Amplifying Jazz as Cultural Repatriation in Harlem: Jazzmobile and the Urban Soundscape

On April 10th, I presented a research paper entitled “Amplifying Jazz as Cultural Repatriation in Harlem: Jazzmobile and the Urban Soundscape” at the Locations and Dislocations: An Ecomusicological Conversation conference at the Westminster Choir College of Rider University.
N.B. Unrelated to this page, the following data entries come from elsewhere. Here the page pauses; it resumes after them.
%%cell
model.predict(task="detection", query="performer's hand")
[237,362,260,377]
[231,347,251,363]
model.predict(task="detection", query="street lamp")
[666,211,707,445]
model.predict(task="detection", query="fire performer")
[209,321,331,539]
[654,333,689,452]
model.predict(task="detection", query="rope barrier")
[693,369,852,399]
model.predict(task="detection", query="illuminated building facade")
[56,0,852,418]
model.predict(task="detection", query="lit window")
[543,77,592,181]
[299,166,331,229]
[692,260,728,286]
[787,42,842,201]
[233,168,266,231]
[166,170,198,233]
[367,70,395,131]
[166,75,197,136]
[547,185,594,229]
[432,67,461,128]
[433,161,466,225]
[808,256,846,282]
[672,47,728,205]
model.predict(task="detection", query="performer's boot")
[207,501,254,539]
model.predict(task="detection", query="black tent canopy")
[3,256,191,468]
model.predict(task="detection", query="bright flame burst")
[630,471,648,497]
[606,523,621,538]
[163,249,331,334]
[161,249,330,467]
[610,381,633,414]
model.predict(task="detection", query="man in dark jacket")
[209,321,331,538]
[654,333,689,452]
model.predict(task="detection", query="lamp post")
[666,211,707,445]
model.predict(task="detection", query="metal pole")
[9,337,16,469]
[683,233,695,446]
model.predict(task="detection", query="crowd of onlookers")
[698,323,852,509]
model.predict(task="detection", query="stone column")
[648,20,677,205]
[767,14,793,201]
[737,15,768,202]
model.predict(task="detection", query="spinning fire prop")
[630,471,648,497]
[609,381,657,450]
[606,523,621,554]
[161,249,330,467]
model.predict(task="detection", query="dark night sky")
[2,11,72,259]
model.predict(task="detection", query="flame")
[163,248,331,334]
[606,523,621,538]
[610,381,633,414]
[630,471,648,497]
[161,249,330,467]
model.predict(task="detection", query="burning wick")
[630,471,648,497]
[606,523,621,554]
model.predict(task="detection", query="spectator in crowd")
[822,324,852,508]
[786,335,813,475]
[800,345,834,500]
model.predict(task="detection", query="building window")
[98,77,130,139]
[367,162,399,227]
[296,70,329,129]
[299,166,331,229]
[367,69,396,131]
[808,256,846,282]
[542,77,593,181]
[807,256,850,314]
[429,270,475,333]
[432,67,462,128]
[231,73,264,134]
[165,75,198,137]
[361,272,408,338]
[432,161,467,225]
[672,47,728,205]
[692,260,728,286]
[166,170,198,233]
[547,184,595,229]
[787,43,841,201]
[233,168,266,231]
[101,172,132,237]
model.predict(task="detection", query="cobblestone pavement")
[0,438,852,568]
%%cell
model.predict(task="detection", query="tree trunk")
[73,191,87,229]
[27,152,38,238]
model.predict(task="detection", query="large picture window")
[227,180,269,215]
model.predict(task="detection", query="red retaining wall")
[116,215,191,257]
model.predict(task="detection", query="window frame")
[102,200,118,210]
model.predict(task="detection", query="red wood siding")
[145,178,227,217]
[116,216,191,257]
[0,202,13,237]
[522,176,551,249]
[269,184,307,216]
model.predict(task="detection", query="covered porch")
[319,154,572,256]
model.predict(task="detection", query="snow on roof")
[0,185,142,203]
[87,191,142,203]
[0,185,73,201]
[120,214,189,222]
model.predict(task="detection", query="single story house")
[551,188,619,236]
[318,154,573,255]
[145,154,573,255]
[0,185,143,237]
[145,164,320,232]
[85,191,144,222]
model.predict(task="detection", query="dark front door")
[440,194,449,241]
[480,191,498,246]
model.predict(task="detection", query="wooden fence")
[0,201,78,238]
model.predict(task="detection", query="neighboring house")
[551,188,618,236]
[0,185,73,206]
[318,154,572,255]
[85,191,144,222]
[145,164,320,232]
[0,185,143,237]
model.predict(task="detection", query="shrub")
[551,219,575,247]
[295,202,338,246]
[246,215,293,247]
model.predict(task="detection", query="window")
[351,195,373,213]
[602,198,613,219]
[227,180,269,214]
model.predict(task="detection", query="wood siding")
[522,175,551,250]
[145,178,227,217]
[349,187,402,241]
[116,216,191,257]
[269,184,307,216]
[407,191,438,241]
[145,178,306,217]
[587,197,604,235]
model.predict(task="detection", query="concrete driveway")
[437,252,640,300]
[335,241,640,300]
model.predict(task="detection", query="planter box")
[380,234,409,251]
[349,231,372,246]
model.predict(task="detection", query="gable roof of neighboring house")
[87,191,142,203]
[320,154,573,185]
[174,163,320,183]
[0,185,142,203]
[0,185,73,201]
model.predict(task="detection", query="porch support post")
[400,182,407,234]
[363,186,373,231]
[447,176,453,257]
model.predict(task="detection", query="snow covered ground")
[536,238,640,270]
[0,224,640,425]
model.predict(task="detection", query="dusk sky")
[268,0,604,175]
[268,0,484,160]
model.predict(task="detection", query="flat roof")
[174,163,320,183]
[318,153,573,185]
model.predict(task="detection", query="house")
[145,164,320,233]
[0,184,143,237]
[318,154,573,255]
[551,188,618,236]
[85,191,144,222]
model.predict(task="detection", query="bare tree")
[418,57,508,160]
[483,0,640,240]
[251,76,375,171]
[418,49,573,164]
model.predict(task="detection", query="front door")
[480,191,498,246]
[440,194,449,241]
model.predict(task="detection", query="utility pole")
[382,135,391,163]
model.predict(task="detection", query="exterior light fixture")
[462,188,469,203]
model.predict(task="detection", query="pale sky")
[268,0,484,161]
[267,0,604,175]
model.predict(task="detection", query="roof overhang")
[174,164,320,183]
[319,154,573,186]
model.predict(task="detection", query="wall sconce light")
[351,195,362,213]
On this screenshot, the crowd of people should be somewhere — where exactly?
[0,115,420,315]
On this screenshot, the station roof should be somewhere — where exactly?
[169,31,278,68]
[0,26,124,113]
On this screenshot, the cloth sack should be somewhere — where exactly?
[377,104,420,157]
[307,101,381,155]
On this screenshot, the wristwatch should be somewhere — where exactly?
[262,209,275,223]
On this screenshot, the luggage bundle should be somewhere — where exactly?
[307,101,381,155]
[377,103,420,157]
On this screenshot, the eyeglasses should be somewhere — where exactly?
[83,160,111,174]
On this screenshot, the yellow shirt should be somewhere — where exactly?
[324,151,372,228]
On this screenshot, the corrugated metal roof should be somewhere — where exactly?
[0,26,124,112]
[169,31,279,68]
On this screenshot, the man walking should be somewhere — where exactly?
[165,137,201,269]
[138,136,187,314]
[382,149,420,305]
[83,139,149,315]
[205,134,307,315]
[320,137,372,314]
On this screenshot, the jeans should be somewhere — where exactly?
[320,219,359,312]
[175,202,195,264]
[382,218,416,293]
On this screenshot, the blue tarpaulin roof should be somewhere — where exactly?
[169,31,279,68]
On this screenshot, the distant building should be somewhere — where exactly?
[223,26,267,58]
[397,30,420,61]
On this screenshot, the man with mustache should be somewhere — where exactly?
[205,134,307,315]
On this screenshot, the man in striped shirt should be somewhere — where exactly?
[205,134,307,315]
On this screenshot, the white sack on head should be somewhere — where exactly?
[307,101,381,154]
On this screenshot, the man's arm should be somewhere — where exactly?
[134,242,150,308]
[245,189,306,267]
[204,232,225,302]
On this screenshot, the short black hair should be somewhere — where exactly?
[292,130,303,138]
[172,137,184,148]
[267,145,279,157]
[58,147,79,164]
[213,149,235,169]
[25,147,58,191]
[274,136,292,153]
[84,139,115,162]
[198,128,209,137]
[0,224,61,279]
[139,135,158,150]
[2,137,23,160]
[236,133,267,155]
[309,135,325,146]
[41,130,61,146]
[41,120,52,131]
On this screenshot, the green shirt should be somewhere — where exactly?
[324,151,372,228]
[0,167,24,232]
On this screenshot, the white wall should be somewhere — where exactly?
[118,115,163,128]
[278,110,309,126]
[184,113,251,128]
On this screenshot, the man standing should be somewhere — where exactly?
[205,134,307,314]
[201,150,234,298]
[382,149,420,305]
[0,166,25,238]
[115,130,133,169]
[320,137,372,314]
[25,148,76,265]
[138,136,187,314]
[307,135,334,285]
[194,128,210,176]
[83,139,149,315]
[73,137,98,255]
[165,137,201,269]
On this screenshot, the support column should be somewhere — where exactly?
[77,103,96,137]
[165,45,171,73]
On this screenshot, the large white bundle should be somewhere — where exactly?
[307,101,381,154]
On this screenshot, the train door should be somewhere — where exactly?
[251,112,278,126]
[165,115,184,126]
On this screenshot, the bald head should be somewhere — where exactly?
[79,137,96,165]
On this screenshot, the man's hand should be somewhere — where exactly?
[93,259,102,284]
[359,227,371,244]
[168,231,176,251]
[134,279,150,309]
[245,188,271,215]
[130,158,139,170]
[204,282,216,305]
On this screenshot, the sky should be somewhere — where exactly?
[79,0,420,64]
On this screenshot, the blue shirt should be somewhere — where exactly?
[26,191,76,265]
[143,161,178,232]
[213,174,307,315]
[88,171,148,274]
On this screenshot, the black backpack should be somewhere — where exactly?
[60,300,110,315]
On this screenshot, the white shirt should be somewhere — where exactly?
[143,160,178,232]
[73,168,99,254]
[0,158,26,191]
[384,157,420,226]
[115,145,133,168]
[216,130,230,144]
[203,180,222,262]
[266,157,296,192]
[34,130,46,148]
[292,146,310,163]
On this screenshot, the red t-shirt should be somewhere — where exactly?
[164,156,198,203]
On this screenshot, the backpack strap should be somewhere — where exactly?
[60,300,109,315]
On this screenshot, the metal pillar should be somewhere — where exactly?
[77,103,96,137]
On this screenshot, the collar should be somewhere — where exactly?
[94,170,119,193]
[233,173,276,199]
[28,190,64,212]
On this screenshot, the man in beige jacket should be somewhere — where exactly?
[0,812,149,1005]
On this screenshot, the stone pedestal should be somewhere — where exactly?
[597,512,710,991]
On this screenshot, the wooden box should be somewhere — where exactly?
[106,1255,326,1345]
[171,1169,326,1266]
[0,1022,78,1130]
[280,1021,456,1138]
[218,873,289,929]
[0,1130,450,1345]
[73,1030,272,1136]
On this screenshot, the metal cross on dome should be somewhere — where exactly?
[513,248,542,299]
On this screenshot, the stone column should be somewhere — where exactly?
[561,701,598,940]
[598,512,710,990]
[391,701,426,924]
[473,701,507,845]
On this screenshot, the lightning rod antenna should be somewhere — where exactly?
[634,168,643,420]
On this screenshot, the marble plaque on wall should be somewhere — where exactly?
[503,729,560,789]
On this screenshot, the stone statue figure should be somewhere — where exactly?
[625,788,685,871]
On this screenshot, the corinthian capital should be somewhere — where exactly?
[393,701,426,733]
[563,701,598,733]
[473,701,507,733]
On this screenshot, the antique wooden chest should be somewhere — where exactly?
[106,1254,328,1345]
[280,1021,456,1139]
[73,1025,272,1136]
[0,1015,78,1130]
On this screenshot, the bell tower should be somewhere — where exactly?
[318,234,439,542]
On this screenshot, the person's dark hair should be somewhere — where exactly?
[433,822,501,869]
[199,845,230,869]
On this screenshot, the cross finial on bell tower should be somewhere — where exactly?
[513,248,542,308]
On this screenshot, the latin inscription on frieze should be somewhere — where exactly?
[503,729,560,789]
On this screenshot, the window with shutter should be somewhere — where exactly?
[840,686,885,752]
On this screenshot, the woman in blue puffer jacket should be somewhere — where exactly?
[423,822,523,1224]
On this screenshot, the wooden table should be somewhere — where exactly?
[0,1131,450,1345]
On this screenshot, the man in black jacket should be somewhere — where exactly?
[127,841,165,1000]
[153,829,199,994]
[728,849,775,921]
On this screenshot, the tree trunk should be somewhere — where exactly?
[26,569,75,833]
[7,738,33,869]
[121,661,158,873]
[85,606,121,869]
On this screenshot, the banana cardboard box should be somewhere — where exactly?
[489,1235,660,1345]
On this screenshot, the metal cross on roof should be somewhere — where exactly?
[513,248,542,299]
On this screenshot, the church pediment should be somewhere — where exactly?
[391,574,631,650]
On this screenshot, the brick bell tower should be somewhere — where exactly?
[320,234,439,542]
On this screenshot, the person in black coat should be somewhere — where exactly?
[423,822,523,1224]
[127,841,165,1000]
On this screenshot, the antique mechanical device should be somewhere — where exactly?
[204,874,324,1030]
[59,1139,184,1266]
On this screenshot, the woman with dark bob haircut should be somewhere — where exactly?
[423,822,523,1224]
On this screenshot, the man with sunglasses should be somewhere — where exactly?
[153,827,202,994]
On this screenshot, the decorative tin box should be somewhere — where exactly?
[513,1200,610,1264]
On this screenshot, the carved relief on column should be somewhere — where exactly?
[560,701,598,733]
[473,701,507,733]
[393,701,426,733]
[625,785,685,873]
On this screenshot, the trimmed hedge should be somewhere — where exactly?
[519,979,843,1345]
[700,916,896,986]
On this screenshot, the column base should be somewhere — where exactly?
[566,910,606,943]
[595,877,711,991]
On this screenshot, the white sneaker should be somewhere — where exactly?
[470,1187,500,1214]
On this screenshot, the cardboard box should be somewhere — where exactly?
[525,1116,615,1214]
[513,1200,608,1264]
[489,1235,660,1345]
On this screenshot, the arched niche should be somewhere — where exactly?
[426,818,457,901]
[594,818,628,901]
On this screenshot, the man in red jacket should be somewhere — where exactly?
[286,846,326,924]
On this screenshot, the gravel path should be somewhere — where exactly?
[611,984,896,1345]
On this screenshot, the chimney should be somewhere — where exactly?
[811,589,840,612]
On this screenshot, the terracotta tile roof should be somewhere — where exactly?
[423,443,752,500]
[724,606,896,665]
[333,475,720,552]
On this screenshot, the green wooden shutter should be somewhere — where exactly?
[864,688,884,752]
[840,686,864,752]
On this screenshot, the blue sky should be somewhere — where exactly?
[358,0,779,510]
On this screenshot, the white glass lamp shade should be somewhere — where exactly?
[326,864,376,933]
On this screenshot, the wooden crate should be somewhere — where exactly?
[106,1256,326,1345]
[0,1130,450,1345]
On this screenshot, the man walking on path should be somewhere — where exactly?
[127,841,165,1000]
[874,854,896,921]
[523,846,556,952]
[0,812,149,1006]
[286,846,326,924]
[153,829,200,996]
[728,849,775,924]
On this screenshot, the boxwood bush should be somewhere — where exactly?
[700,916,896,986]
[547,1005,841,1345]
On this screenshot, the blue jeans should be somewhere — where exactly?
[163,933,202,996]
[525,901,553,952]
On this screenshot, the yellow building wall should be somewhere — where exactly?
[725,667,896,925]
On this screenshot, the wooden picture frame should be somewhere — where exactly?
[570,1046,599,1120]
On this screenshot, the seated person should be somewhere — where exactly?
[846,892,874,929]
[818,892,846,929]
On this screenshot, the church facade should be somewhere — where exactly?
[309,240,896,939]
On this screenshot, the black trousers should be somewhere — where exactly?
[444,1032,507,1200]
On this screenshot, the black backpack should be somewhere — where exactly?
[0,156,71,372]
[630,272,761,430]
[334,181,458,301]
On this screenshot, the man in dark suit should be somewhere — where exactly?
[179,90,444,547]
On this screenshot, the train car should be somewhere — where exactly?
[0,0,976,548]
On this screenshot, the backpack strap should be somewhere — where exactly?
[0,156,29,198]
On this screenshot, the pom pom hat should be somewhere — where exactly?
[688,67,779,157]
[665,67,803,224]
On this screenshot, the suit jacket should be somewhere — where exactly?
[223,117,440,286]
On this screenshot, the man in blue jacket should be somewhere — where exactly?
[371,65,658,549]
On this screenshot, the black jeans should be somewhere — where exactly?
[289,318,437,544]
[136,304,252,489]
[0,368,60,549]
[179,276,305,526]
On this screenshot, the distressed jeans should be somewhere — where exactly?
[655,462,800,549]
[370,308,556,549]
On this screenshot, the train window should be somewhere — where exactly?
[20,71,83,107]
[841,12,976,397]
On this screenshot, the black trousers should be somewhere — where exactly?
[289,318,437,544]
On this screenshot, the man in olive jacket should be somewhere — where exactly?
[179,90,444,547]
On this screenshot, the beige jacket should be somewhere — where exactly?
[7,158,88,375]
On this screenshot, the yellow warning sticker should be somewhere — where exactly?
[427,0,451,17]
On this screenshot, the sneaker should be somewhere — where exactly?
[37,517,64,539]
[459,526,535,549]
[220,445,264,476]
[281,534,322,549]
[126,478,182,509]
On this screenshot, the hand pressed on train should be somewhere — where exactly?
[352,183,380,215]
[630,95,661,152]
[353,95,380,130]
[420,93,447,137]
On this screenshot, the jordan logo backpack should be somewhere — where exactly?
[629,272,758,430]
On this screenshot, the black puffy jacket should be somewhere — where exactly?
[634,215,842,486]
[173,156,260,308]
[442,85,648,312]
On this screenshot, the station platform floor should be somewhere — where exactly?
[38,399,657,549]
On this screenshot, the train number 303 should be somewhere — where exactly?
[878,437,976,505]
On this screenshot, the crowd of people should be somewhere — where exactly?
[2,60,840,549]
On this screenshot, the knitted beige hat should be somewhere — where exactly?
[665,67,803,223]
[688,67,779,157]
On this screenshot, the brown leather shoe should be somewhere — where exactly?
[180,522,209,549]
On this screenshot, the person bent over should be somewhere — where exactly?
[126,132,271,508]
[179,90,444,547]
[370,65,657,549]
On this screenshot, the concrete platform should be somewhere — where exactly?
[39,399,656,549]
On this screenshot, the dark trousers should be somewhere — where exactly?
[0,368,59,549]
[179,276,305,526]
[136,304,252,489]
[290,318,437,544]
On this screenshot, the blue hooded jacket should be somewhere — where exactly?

The following is the abstract for the paper:

Amplifying Jazz as Cultural Repatriation in Harlem: Jazzmobile and the Urban Soundscape

Whitney Slaten, Columbia University

Harlem serves as a global headquarters for historical and current black cultural production. Along with literary, political, architectural, culinary, and religious cultural phenomena, scholars have situated jazz as central in the historical and current urban soundscape of this cultural mecca. While the black majority of Harlem disperses, and so-called gentrifying populations grow, Harlem remains a center for jazz production and expression in the global imagination. This paper addresses the significance of the sound engineering of expressive culture in Harlem’s changing milieu, namely the role of live, amplified, outdoor jazz performances. In response to the increasing inaccessibility of jazz performances in Harlem, Dr. Billy Taylor founded Jazzmobile in 1964, a not-for-profit arts organization that presents free, professional, live jazz concerts in order to bring jazz “back to Harlem.” Jazzmobile audience regulars include the faithful who have consistently attended the concerts for fifty years, and African American baby boomers who no longer live in Harlem, but attended Jazzmobile concerts as children and return to their home neighborhoods to hear concerts. Amidst the rampant relocation of the audience members and changes to Harlem’s outdoor civic spaces, I argue that current the Jazzmobile audience continues to listen for cultural repatriations of professional jazz performances at Grant’s Tomb, city parks, and block parties. This research intersects Steven Feld’s acoustemology, John Jackson’s work on racial sincerity and the politics of cultural repatriation by Aaron Fox. Drawing from sound studies and ethnographic fieldwork, this paper reconsiders Jazzmobile concerts as acts of repatriation though the social construction of an urban soundscape.

This paper addresses the significance of the sound engineering of expressive culture in Harlem’s changing milieu, namely the role of live, amplified, outdoor Jazzmobile performances.  Jazzmobile is a not-for-profit arts organization that presents free, professional, live jazz concerts in order to bring jazz “back to Harlem.” Amidst dynamic societal shifts in Harlem, the Jazzmobile audience continues to listen for cultural repatriations of jazz at Grant’s Tomb, city parks, and block parties.  Drawing from sound studies and ethnographic fieldwork, this paper reconsiders Jazzmobile concerts as acts of repatriation though the social construction of an urban soundscape.